Edie laid her hand over her heart.
‘It shouldn’t be such a shock, should it? Him asking me things. I know I’ve got to tell him some time. It’s just the longer I leave it the harder it gets.’
It was a conversation the two women had had many times during David’s upbringing. Edie had always said that she would know when it was the right time to tell him, but now it had become a block in her mind. So far as anyone else knew, she was bringing up a boy she’d adopted. People didn’t tend to ask how it had come about and soon it was simply taken for granted that she had a son. The thought of David finding out that he was not her child sent her into a most terrible panic. He had begun to grow away from her in so many little ways: his studiousness, the way he had swept effortlessly into the grammar school and was learning French, Latin, German, his interests in engineering and mathematics, clever books he read, the way he didn’t want to be babied with the name Davey any more. If she told him the truth, he might be angry, and reject her. Her boy, in whom she’d placed all her hopes and who was the focus of all her love. He was still her little Davey in her mind. What would she do without him?
‘I expect his birthday coming up made him think of it,’ Frances said, getting stiffly up from the table. Edie immediately got up to help. Frances’s beautiful thick hair had turned almost pure white, with only a few streaks of silver in it, and she still wore it pinned up in a
soft, attractive style. She was still beautiful, though she walked now with a slight stoop.
‘Let me do it,’ Edie said. ‘You sit down.’ Frances reluctantly agreed.
‘It just all comes over me sometimes,’ Edie said, stacking the plates. ‘I know I’ve been a mother to him, and I love every bone in his body. That should be enough, shouldn’t it? I’m the only mother he remembers. But I hardly know the first thing about him. I can’t see things does and say, “Ah well, he’s like his grandfather or his uncle . . .” Because he’s not part of the bloodline. And here I am telling him it’s his fifteenth birthday tomorrow, and I don’t know exactly when he was born or how old he is . . .’
Frances watched her face. Though her body was ageing now she was in her seventies, her mind was as lively as ever. She had been a friend, protector and substitute mother for Edie and the two women had long enjoyed a deep trust and comfortable understanding with each another.
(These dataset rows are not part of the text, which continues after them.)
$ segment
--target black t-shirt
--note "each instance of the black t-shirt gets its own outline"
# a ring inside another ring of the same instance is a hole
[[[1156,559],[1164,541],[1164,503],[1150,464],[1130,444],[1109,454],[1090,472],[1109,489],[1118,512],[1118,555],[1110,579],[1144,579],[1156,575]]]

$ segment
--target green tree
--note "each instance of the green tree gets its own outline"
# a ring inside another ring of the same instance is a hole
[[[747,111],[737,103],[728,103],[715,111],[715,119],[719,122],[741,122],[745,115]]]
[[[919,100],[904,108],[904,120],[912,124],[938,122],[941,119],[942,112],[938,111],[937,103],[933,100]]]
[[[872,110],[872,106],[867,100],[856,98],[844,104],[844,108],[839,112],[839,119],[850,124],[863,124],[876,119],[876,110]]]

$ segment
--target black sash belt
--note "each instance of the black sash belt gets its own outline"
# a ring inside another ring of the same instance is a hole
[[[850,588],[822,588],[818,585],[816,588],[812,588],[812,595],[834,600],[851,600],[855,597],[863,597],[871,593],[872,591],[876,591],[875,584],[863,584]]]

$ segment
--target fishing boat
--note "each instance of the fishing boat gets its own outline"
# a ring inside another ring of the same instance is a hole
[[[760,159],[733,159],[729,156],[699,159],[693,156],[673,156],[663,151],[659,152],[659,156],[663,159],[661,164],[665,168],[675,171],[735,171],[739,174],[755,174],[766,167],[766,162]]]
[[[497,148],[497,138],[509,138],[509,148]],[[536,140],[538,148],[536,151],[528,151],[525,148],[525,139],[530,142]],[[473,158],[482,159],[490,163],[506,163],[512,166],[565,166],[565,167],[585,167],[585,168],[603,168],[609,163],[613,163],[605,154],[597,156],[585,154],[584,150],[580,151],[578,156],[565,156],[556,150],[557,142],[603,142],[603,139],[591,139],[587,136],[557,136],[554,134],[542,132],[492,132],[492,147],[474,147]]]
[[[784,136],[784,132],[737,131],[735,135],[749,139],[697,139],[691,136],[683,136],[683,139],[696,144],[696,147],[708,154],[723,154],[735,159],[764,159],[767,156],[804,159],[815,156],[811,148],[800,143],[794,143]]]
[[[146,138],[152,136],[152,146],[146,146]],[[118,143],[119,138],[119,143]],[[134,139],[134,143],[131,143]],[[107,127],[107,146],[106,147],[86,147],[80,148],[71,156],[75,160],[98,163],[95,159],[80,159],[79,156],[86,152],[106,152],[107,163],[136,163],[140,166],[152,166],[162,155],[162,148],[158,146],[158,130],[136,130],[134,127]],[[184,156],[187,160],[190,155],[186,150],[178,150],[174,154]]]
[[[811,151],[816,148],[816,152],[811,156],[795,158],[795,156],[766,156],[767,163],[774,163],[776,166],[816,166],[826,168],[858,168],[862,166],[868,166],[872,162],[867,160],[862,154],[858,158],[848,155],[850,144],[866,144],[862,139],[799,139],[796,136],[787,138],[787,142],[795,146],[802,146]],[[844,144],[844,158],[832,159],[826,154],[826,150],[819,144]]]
‘I know it’s hard, dear.’ She passed Edie a dish across the table. ‘It’ll be the hardest thing you’ve ever done. But the time is coming for him to know the truth, isn’t it?’
The first occasion when this happened had shaken Edie up a good deal more, partly because it was the first time and also because of the intimate nature of his question. It was when David was eleven, only a week after he had started at the grammar school.
He came home that night, proud in his new uniform. Frances said he had been unusually quiet. When Edie got in from work she went to find him. Putting her head round the bedroom door, she saw him bent over the table in his bedroom doing his homework.